Cemex are undertaking a major scheme to upgrade the Climafuel infrastructure at their Rugby Cement Plant. Climafuel is a waste derived fuel which is made using household residual and commercial waste. This is processed to produce a clean, non hazardous product. The product replaces 20-60% of the fossil fuels used to heat the cement kilns therefore reducing fossil fuel use and reducing waste to landfill.
Our work on this scheme was the enabling works package, which included demolition of foundations from a former building, drainage diversions and general ground level reduction.

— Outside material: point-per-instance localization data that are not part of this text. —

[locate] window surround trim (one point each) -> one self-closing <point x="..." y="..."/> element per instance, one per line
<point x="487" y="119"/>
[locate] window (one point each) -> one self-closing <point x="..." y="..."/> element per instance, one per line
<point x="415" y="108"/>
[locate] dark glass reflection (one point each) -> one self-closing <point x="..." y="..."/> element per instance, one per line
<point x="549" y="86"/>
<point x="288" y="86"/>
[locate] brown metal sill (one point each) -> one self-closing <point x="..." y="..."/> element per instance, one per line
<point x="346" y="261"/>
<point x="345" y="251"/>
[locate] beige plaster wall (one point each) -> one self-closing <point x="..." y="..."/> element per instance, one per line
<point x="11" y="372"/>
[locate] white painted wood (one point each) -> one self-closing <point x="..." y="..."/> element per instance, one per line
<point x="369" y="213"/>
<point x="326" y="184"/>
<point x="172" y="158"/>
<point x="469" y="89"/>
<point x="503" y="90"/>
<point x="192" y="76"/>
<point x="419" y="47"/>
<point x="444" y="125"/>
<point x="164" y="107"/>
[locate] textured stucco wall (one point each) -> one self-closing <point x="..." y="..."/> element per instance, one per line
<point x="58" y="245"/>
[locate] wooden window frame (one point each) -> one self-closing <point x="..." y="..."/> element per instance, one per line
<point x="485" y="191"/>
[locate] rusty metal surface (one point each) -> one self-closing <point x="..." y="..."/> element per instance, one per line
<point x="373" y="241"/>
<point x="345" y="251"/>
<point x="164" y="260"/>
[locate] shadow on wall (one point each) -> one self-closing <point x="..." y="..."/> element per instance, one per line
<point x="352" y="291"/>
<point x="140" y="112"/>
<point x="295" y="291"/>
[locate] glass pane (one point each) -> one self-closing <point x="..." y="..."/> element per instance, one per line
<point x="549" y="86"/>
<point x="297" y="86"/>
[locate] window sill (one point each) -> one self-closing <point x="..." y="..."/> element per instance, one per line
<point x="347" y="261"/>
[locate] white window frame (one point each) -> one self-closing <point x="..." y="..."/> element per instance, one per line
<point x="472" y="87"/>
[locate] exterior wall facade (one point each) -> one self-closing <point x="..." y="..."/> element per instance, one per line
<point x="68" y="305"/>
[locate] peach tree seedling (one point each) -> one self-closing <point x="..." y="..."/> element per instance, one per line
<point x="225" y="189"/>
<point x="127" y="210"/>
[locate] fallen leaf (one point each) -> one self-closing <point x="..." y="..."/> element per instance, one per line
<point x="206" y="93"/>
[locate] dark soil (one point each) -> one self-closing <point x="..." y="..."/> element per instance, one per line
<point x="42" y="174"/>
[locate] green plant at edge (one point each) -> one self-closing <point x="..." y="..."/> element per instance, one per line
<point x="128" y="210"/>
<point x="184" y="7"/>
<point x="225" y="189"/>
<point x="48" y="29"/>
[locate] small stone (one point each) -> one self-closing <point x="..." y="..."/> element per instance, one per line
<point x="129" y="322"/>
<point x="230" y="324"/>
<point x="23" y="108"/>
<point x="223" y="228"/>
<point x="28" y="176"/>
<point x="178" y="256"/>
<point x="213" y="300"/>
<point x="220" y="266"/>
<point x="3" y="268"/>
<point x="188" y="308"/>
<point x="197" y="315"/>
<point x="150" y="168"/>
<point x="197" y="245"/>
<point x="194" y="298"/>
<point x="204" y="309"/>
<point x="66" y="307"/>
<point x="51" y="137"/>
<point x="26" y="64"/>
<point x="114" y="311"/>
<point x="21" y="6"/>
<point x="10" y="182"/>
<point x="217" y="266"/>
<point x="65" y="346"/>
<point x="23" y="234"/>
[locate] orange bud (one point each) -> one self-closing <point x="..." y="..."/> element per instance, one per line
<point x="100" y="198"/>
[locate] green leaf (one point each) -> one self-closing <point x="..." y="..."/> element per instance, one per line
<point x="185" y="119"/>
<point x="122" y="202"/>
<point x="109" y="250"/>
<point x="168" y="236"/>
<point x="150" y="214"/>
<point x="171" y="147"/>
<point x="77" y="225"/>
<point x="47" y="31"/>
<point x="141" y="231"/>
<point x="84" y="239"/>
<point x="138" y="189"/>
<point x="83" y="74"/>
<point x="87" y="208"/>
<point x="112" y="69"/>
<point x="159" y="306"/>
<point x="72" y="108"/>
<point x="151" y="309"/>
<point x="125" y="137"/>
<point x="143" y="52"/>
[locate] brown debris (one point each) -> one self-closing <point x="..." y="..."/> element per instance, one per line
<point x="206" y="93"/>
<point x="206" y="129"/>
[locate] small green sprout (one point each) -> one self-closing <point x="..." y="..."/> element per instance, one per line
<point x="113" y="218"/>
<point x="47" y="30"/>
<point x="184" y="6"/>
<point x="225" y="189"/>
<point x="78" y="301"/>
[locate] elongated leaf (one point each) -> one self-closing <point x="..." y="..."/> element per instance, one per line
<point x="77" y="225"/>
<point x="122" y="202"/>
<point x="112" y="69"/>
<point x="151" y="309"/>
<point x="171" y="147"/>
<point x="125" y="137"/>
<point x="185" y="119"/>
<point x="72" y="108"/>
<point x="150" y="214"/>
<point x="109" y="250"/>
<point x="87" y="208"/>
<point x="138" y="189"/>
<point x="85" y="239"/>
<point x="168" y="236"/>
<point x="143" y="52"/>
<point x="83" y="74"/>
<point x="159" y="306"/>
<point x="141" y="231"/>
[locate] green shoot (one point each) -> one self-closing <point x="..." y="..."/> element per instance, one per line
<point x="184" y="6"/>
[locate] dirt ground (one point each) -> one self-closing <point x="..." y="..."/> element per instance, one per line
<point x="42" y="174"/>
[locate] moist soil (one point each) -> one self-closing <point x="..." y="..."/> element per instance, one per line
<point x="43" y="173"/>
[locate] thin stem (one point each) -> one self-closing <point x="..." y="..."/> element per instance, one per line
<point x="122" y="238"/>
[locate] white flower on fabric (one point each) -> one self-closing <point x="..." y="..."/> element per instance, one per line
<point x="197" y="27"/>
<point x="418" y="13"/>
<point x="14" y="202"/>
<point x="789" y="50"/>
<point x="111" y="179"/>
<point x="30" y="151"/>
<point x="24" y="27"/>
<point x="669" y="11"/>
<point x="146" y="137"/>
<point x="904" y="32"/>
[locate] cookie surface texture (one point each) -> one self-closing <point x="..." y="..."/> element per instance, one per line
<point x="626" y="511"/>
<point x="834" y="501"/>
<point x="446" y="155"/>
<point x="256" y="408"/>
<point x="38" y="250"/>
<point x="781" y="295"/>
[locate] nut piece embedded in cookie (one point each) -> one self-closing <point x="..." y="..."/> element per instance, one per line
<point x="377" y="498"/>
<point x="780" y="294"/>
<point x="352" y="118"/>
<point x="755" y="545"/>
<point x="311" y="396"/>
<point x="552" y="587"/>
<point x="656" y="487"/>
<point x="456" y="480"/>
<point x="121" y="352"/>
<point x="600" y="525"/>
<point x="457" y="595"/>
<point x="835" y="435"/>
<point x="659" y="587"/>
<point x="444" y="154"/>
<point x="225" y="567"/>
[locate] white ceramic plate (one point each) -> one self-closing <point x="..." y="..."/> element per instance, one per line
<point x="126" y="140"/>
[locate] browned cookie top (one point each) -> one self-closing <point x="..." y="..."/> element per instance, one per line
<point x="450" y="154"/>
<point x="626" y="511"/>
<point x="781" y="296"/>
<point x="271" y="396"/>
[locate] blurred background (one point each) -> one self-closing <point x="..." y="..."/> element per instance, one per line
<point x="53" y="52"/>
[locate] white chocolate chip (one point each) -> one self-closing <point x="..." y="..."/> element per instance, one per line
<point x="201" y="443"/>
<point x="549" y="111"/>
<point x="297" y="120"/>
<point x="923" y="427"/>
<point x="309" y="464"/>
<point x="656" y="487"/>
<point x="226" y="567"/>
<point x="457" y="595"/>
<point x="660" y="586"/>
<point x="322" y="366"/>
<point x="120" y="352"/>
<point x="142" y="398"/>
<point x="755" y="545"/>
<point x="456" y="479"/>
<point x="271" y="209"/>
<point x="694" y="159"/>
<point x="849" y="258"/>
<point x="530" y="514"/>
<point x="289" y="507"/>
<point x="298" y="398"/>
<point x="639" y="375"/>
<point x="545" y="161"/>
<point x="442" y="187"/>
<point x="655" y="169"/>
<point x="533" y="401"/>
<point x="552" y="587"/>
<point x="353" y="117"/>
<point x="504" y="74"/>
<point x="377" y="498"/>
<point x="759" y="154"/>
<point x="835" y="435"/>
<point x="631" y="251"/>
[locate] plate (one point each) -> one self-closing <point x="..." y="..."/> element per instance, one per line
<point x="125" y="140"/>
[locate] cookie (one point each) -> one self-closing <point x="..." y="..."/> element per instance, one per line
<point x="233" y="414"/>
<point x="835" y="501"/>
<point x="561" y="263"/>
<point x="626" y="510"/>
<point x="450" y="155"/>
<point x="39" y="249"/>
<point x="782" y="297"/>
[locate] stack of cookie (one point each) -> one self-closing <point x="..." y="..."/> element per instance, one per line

The new Climafuel building is to be constructed over split levels due to the nature of the existing site topography. Therefore the key task for the project is to reduce the ground level which will allow construction of the ground floor slab. The total earthwork excavation is some 20,000m3, which was place elsewhere within the restoration areas of the site.
The site had several services running through it, including surface water, a foul rising main, potable water, comms and both high and low voltage electricity. The comms had been abandoned by CEMEX prior to the works. The surface and foul water were to be diverted as part of out enabling package. The HV and LV had been diverted around the dig, but still clashed with the surface water diversion requiring a crossing.
Work commenced with service location using hand excavation coupled with CAT and Signal Generator. This immediately identified that the 525mm concrete surface water drainage would go through a cable joint pit. Following record checks it was noted as being sensitive and should not be disturbed. We worked closely with CEMEX and their designer to propose an alternative alignment which avoided any excavation work close to the HV, eliminating the risk completely. This allowed drainage works to continue, with some adjustment to manhole locations and alignments. Five new manholes were completed in total. During the works, the drainage system had to remain active, therefore we opted to construct from the downstream connection back up to the tie in point. An emergency overpumping system was on call for the tie in connection.
Excavation works continued in parallel, once services were proven to be abandoned. This used an earthworks team to haul material to the stockpile site, which was levelled with a bulldozer. During excavation, an unexpected risking main was encountered. It was thought to have been abandoned, but was clearly still operational.
We implemented a temporary solution to managing the water from this and again worked closely with Cemex to agree a permanent diversion, placing the main within the existing surface water trench to minimise the amount of additional works required.
The excavation also contained a design and build retaining wall element. This wall was required to provide the required yard area for future works, and retain the car parking at the higher level. The retained height of the wall was in excess of 4m and required a temporary excavation and subsequent backfilling with imported material. We opted to utilise a precast vertical panel system, with the panels cast into an insitu poured reinforced concrete base slab.
Following completion of the main earthwork and civils items, finishing works included new trief kerbing to the car park area, restoration of block paving and construction of a new fence on top of the retaining wall.
Unexpected services were a key factor in this contract, we worked closely with the client and their designers to come up with solutions that worked for both construction, the clients wishes and design considerations. This led to a key safety improvement with excavation no longer taking place under the high voltage cables.
Works were completed on time through extremely challenging weather conditions which led to widespread UK flooding during this period.